Looking for a quick and healthy breakfast option that is tasty at the same time? Then here is a unique cheela recipe that will become your absolute favourite. Ragi Cheela is a gluten-free meal option that is low on calories and is perfect for all those who are trying to lose weight. We have added some basic veggies like onion, tomato and capsicum to make it tastier. Pair up the cheela with a dip of your choice and enjoy. It tastes best with mint curd dip which is prepared by mixing 1/2 cup curd with 1 tbsp mint-coriander chutney, 1/4 tsp chaat masala and a pinch of salt. You can prepare this cheela for breakfast or even for a light dinner.

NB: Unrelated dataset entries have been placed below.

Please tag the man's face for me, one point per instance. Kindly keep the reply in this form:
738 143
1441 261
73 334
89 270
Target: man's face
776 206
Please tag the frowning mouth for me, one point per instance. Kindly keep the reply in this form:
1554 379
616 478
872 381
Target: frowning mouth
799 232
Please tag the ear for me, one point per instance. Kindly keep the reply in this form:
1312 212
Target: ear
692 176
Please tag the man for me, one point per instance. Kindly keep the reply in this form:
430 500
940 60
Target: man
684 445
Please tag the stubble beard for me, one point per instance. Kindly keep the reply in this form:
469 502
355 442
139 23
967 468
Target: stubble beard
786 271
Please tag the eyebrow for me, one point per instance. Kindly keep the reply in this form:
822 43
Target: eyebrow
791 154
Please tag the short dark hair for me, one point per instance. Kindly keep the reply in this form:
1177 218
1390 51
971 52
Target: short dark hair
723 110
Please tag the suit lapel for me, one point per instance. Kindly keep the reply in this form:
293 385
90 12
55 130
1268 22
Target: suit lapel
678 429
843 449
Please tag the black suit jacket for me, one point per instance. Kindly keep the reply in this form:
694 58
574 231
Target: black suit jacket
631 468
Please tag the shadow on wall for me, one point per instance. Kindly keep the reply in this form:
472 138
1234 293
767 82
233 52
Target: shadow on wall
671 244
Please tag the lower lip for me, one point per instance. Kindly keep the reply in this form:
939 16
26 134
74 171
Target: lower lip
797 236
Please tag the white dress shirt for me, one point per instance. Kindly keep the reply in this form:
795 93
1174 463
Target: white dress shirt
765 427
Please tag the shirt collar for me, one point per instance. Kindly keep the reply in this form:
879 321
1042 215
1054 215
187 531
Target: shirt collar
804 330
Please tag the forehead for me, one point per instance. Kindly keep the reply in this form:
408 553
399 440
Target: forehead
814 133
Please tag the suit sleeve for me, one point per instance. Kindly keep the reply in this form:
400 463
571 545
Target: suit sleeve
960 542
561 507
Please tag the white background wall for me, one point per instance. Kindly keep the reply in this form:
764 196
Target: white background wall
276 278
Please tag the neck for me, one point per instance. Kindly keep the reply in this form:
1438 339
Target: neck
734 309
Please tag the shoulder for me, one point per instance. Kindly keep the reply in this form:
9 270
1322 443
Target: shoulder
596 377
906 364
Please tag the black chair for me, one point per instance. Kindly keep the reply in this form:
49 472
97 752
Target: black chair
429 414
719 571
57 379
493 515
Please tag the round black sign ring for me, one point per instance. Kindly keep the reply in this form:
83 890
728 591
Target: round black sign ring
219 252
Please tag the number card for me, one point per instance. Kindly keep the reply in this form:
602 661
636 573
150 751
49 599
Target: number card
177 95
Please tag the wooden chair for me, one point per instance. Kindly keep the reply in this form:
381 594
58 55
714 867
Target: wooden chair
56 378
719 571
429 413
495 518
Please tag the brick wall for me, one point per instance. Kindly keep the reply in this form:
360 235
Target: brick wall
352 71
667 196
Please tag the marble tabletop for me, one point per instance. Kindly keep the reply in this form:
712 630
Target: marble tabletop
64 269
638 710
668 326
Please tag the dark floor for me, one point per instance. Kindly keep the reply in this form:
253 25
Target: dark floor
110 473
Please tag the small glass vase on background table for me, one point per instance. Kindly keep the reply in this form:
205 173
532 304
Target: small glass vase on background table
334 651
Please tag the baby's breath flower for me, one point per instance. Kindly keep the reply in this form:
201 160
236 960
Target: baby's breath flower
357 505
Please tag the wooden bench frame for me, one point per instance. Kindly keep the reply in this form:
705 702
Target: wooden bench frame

If you want to make the cheela protein-rich, then fill it with soya bhurji or paneer bhurji. Be it kids or adults, everyone will surely love this scrumptious recipe for sure. So, ditch the usual and boring breakfasts and try this nutritious meal once. Ragi is a good source of fibre, iron and calcium. It not only improves digestion but also makes bones and hair stronger. Do try this recipe, rate it and let us know how it turned out to be by leaving a comment in the section below. Happy Cooking!

How to make Ragi Cheela

Step 1 – Prepare the batter

In a bowl, add ragi flour, besan along with curd. Give a good mix. Now add finely chopped onion, tomato, capsicum and coriander leaves. Also add salt, black pepper powder, red chilli powder, dry mango powder, coriander powder and asafoetida. Add a little water if needed and mix everything well to prepare a medium-thick batter.

Step 2 – Make cheelas

Smear 1 tbsp oil on a non-stick pan. Pour 2-3 ladleful of batter and spread it gently to give it the shape of a cheela. Let it cook for about 5 minutes or until it holds shape. Now flip towards the other side and cook for 5 minutes.

Step 3 – Ready to be served

Once golden brown and crisp, it is ready to be served. Pair up with ketchup, curd mint dip etc and serve.

Ingredients of Ragi Cheela

  • 1 cup ragi flour
  • 1/2 teaspoon red chilli powder
  • 1/2 teaspoon dry mango powder
  • salt as required
  • 2 gm coriander leaves
  • 1/2 tomato
  • 2 tablespoon vegetable oil
  • 1/2 cup yoghurt (curd)
  • 1/2 teaspoon coriander powder
  • 1/4 teaspoon asafoetida
  • 1/4 teaspoon black pepper
  • 1/2 onion
  • 1/2 capsicum (green pepper)
  • 2 tablespoon gram flour (besan)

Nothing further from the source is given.